21. Hungary

“The Paul Street Boys” by Ferenc Molnar.  Translated from the Hungarian by Luis Rittenberg.

I had wanted to read this book ever since it was recommended by a Hungarian colleague.  It is, I was told, the childhood story with which all Hungarians (and many Italians) grow up; a classic tale of boyhood loyalty and schoolyard battles, with a thinly-veiled reference to the Garibaldini.  My curiosity was piqued.

Published in 1906, the plot of the Paul Street Boys is straightforward: a gang of school children in Budapest, who play in an empty plot of land on Paul Street – the grund – must defend their playground from a rival gang of Garibaldi-esque red-shirts.  Along the way there are skirmishes and incursions, traitorous deceptions, great acts of bravery, despair, redemption and tragedy.

When we meet the boys in school at the beginning of the novel, and follow them to the grund, I couldn’t help being reminded of Stefan Zweig’s account of his schooldays (at a similar period in the Austro-Hungarian empire): “School, to us, meant compulsion, dreary boredom, a place where you had to absorb knowledge of subjects that did not seem worth knowing, sliced into neat portions.”  If school is prison, then the grund is freedom: a small strip of land, flanked by woodpiles and a lumber yard which represents, for school boys, the perfect place to play:

“Could there be anything more ideal as a playground?  Certainly, we city boys aspired to nothing finer.  Truth to tell, we could not imagine anything better or more suited to Indian games.  The Paul Street lot was a beautiful piece of flatland; and that made it highly desirable as a substitute for the American prairie.  The back section, the lumberyard, was all else; it was the city, the forest, the rocky mountainous region; that which we wanted it to be on any given day.”

This sense of childhood enjoyment is conjured well; the world is viewed differently when you are a child, adult land becomes repurposed as the backdrop for whatever you imagine.  Such spaces are important when you’re young, they become your own world from which outsiders – be they grown-ups or rivals – are often forcefully excluded.

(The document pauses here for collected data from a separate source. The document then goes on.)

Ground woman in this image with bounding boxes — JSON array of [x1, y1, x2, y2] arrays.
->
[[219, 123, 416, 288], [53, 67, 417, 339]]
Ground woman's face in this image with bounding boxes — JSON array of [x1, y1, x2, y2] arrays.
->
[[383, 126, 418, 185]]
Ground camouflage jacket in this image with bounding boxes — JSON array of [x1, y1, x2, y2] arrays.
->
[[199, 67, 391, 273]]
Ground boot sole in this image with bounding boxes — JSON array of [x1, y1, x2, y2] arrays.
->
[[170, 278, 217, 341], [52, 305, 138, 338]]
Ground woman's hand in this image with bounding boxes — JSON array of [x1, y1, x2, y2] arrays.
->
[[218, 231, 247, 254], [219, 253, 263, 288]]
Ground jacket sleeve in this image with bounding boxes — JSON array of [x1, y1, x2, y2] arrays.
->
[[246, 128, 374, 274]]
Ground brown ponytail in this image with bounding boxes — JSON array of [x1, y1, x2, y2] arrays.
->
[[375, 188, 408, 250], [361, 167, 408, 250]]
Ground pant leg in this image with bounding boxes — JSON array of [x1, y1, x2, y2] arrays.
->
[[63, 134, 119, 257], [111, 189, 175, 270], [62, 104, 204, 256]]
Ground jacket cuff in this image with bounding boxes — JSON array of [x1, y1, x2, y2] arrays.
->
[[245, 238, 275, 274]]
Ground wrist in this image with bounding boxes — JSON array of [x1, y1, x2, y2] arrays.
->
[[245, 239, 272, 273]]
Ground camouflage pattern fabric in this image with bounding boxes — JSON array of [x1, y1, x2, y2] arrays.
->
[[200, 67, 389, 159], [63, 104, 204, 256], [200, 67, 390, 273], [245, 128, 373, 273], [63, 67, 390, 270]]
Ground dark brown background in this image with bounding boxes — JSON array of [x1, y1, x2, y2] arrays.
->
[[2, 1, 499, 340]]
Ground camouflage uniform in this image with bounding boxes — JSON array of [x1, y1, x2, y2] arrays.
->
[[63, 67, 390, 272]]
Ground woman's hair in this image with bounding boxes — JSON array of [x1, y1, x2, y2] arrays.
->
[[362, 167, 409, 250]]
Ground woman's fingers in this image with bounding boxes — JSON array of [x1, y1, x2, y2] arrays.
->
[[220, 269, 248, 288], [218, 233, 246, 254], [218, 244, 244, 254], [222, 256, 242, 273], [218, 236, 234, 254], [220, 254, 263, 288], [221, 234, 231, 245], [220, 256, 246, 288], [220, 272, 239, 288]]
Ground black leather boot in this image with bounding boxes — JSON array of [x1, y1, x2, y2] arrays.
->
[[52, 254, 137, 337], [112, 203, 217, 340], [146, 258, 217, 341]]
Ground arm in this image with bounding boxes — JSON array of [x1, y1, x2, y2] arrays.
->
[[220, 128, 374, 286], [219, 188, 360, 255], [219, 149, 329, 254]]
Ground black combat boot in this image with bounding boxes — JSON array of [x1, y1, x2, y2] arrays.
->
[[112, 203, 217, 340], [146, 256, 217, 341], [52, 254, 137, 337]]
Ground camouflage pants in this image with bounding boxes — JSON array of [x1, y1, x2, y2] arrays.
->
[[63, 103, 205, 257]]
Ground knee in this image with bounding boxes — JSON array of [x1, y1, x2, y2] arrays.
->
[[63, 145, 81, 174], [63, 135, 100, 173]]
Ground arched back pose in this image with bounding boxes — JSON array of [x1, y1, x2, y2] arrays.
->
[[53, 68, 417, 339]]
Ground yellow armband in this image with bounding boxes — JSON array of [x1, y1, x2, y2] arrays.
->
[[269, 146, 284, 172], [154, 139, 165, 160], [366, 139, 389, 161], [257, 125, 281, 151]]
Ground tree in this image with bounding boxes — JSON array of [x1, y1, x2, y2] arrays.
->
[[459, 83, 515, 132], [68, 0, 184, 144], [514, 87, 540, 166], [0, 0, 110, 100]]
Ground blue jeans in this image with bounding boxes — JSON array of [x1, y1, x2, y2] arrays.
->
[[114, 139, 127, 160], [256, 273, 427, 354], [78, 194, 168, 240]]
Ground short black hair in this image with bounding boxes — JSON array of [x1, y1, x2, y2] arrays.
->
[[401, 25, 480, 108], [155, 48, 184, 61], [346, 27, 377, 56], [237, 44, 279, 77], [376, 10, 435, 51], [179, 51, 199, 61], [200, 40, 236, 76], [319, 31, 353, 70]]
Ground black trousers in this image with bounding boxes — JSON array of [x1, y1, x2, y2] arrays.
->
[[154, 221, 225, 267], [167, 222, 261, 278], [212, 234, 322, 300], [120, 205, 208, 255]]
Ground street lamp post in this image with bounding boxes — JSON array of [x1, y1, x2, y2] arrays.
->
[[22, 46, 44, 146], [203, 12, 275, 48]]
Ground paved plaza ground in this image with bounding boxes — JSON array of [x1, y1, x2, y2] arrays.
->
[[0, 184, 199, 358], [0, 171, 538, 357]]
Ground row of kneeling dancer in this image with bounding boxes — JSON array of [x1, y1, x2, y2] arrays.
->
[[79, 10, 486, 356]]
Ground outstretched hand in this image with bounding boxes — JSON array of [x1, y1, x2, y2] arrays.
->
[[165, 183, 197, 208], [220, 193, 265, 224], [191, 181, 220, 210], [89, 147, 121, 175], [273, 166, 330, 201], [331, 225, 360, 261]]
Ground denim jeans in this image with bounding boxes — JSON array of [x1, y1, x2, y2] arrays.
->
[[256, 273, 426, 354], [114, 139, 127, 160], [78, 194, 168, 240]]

But “Paul Street Boys” seems to take this one step further, for the boys in the gang, the grund becomes more than just a playground, it is described as the “fatherland”, their hearts swell when they think of it, tears come to their eyes when they consider the prospect of losing it, it becomes an entity much bigger than themselves for which they would gladly fight (and die).  Consider the fleeting thoughts of a gravely ill character, Nemecsek, towards the end of the book: “His tiny head was troubled by the dreadful thought of not seeing the grund again.  Gladly would he leave all earthly things behind, if only he should not have to leave the grund, the ‘precious grund’.”

There’s a simple morality, and emotional manipulation, which inevitably draws you in.  “For goodness’ sake Nemecsek,” I found myself thinking at one point, “why not tell the Paul Street Boys of your bravery with the red-shirts in the Botanical Gardens? Otherwise they’ll think you are a coward and a bounder!”  It’s that kind of thing.

The leaders of both gangs are brave and just.  Boka, the leader of the Paul Street Boys, is a good friend and good General, leading with the consent of his men.  Feri Ats, of the red-shirts, is fierce but fair.  The war is honourable, and fought with chivalry and derring-do, which must have seemed fantastic to the young readers at the turn of the last century.

Reading this in the week my country was thrown into political turmoil, it was difficult not to think of some of the prominent politicians in my own country who – in their knowing appeals to nostalgia and public school bonhomie – seek to embody some of the boys’ own adventure inherent in this book. But the week of protest, condemnation and controversy in my country should show us that schoolyard heroism may not translate well into the complications of the adult world.

The nationalistic tone – a love of homeland embodied in the grund – and the overt militarism of the war between the two gangs can make this an uncomfortable book for many modern readers.  While it is a story of loyalty and honour, of great friendships and youthful innocence, it is hard not to read it as a glorification of something we’ve come to see differently following two world wars and decades of dictatorship in Europe.  We encounter poverty and tragedy, but we are not encouraged to reflect on the consequences of the battle, or ask whether it was all worthwhile.

“The Paul Street Boys” is a book of its time, and we’d be wrong to think of it as anything else.  But, if this is a story of childhood innocence, told before the onset of a turbulent and tragic century, then us modern Europeans should know better and reflect with a more adult eye.  Many of the boys who read “The Paul Street Boys” in the early 1900s would, just a few years later, be fighting in the First World War.  This book may have lead them to expect epic and honourable campaigns, rather than the horror of mass slaughter; they may have expected to have leaders like Boka, and instead got the senile officers of “The Good Soldier Svejk”.  There might still be things to learn from books like this today, but there are also things to forget.  While we might enjoy a bit of escapist schoolboy heroics, we shouldn’t be afraid to grow up.